Dockyard Cottage And Attached Garden Wall And Basemnet Railings is a Grade II listed building in the Swale local planning authority area, England. First listed on 15 March 1977. House, offices.
Dockyard Cottage And Attached Garden Wall And Basemnet Railings
- WRENN ID
- solitary-doorway-cedar
- Grade
- II
- Local Planning Authority
- Swale
- Country
- England
- Date first listed
- 15 March 1977
- Type
- House, offices
- Source
- Historic England listing
Description
Dockyard Cottage is an officer's house, now used as offices, built around 1826, likely by architect George Ledwell Taylor and engineer Sir John Rennie. The building is constructed of yellow stock brick with rubbed brick heads and limestone dressings, featuring two brick lateral stacks at each end and a slate hipped roof, reflecting a late Georgian style.
The exterior consists of two storeys, an attic, and a basement, arranged in a symmetrical three-window range. The front has a first-floor rendered plat band, an eaves cornice, and a blocking course. Steps lead across the basement area to a round-arched doorway set in a matching recess, which includes a fanlight with a round central pane and a six-panel door with raised panels. The windows are flat-headed with six-over-six pane sashes, and there are segmental-arched basement lights. The ends of the building feature a raised section between the stacks that contains a narrow four-light attic window.
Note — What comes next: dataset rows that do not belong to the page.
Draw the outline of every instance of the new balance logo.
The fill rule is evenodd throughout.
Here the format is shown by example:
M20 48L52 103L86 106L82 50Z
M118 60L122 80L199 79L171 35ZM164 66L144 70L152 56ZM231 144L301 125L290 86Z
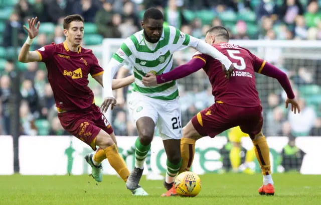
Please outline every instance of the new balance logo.
M78 68L73 71L67 71L67 70L64 70L64 75L71 76L72 79L81 78L82 77L81 68Z

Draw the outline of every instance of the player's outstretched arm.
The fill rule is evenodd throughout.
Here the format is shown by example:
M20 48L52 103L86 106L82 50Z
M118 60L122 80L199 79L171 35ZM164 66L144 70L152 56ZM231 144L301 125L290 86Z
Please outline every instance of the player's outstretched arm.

Inside, the cottage has a central hall with a segmental arch leading to a rear transverse dogleg stair, which has iron stick balusters and a fluted newel post. The interior also includes six-panel doors, enriched cornices, and marble fire surrounds with corner roundels. The ground-floor rooms are connected by shallow arches.
The cottage is accompanied by a subsidiary feature: an attached brick wall that extends approximately 40 meters to the former rear stables, enclosing the garden to the southwest. Additionally, there are cast-iron railings for the basement area and entrance steps, topped with urn finials.
Historically, this building was originally the Boatswain's house at Sheerness Naval Dockyard. Unlike other royal dockyards, Sheerness was constructed all at once, forming part of a unique planned early 19th-century dockyard layout that includes offices, a chapel, and officers' accommodation.